Dataset Information

Dataset: open-pii-masking-500k-ai4privacy

500,000
Total Records
Multilingual
Language Coverage
10-20
Entity Types

Source

This dataset is designed for training and evaluating PII detection and masking systems. It contains real-world text samples with annotated ground truth for various entity types.
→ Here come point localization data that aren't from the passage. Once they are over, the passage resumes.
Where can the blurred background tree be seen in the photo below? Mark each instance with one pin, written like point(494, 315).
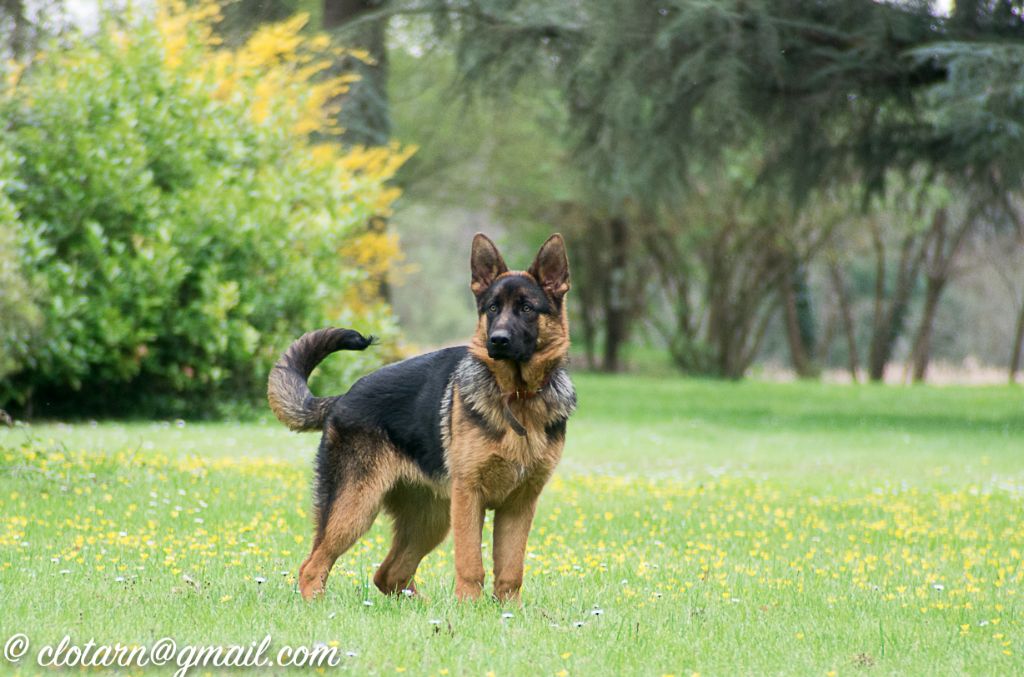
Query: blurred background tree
point(825, 185)
point(173, 218)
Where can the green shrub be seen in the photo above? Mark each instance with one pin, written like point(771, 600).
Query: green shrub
point(179, 227)
point(20, 316)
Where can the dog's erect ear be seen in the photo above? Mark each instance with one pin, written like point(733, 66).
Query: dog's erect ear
point(551, 267)
point(485, 262)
Format: JSONL (JSON Lines) with one record per line

Record Structure

Each record contains:

  • id: Unique record identifier
  • text: The text content to analyze
  • language: Language code (e.g., "en", "de", "fr")
  • entities: Array of ground truth annotations with:
    • entity_type (e.g., "EMAIL_ADDRESS", "PERSON", "SSN")
    • start and end positions (character offsets)
    • text (the actual entity text)

Entity Types

The dataset includes various PII entity types such as:

  • EMAIL_ADDRESS: Email addresses
  • PHONE_NUMBER: Phone numbers (various formats)
  • PERSON: Person names
  • SSN: Social Security Numbers (US)
  • CREDIT_CARD: Credit card numbers
  • IP_ADDRESS: IPv4/IPv6 addresses
  • URL: Web URLs
  • LOCATION: Physical locations
  • And more...

The exact entity types present are determined by the dataset ground truth annotations. The benchmark only evaluates entity types that exist in the ground truth.

Dataset Characteristics

  • Multilingual: Includes text in multiple languages
  • Real-world scenarios: Diverse text contexts (emails, documents, forms, etc.)
  • Multiple entity types per record: Records often contain several different PII types
  • Varying difficulty: Mix of obvious and challenging PII patterns

Quality Assurance

Ground truth annotations are carefully curated to ensure accurate evaluation. The dataset is split into training and test sets, though for this benchmark we use it as a test set only (neither tool was trained on this specific data).